Gender and urban aspirations: the case of highly educated Uyghur women in Shanghai
by Sajide Tursun
Working Papers WP 17-06
ISSN 2192-2357 (MMG Working Papers Print)
Full text: pdf
In spite of the growing attention given to minority Uyghurs in China, there has been little focus on gender issues in relation to the Uyghur migration to inland cities since the 1980s. Based on fifteen months of ethnographic research from 2012 to 2013, this article focuses on the lifeworlds of highly educated Uyghur women and their aspirations in the megacity of Shanghai. A combination of local gender norms, patriarchal Islamic ideologies, and state policies that aim to promote the emancipation of women have influenced the current status, conditions, and gendered identities of Uyghur women. Added to these are the shifting demands of an environment marked by rapid socioeconomic change in urban China that sees Uyghur women on the move.
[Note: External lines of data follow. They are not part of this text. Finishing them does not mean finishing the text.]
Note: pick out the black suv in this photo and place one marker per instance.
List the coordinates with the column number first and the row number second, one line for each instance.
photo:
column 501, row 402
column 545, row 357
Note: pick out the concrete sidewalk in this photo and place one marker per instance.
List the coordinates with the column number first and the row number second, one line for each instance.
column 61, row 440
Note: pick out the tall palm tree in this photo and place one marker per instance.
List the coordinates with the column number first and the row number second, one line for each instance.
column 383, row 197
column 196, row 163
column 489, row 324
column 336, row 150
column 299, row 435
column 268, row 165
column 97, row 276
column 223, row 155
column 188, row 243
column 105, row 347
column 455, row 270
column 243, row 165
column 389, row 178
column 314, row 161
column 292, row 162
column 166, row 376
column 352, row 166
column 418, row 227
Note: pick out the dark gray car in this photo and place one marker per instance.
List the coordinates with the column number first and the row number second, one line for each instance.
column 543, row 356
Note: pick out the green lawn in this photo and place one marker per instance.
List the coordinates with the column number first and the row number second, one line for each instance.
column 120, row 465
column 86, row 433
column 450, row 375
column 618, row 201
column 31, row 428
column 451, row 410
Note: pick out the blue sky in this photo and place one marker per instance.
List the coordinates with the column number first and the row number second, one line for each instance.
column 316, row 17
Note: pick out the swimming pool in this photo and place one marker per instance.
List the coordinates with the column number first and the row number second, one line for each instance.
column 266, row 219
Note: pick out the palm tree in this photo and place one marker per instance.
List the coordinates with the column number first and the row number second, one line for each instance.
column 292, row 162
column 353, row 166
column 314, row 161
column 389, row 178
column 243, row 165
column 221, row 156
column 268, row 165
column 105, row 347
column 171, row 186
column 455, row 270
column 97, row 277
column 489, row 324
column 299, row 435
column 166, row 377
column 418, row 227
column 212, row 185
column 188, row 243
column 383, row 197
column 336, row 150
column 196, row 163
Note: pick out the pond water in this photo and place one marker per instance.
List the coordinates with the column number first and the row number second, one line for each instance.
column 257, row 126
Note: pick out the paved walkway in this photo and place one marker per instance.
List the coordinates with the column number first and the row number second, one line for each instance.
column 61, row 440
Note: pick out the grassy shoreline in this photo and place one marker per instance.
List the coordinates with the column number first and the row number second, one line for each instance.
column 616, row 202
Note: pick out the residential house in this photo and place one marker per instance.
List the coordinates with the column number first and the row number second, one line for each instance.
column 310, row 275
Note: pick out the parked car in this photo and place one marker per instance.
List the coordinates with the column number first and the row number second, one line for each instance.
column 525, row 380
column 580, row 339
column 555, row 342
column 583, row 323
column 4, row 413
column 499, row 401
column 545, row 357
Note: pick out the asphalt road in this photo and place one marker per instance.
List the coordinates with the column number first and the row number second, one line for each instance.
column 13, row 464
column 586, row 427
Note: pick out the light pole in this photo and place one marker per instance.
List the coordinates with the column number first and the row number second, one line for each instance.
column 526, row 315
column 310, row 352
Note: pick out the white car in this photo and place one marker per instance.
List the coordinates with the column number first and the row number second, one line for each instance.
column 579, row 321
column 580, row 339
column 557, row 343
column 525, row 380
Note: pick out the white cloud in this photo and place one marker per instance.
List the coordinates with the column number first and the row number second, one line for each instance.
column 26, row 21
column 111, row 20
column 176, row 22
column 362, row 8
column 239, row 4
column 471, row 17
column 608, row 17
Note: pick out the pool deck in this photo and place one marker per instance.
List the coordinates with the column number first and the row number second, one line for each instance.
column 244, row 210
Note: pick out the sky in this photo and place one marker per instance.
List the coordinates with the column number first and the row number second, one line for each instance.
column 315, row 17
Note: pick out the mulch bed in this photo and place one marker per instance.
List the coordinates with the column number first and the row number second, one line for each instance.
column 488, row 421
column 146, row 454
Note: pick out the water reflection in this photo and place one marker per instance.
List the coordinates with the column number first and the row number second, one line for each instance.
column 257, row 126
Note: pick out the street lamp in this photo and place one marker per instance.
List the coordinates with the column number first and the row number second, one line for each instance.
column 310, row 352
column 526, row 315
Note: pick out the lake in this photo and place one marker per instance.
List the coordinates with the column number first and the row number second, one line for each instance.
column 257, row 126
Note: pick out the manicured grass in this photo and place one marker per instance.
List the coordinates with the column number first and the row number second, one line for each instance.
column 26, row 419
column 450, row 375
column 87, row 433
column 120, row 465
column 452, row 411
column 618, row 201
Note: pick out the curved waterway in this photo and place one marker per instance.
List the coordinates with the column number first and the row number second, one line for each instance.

Tracing the migration story of Uyghur women through a case study of Xumar, a woman who pursued university education and then worked in Shanghai, I demonstrate the dilemma of staying or returning with which they constantly wrestle as they attempt to balance the normative Uyghur cultural values and their experiences of urbanism and cosmopolitanism in Shanghai. These factors all inform their understandings of what it means to be a Uyghur woman. Looking at the shifting ideas of gender among highly educated Uyghur women, this research contributes to understanding changes of Uyghur identity in relation to migration on the one hand, and reflects the ambivalence and complexity of Uyghur migration experiences on the other. Personal narratives of migrant Uyghur women shed light on the subtleties of the gender roles, arguments for and against returning home, and their later resignation to (arranged) marriages. The migration experiences gained by the women offer them a better understanding of themselves and of the demands and expectations of their cultural heritage. The urban aspirations of highly educated Uyghur women, this article argues, are produced by structural, cultural, and social factors that rely on dominant discourses of migration, minority, gender, age, class, and place.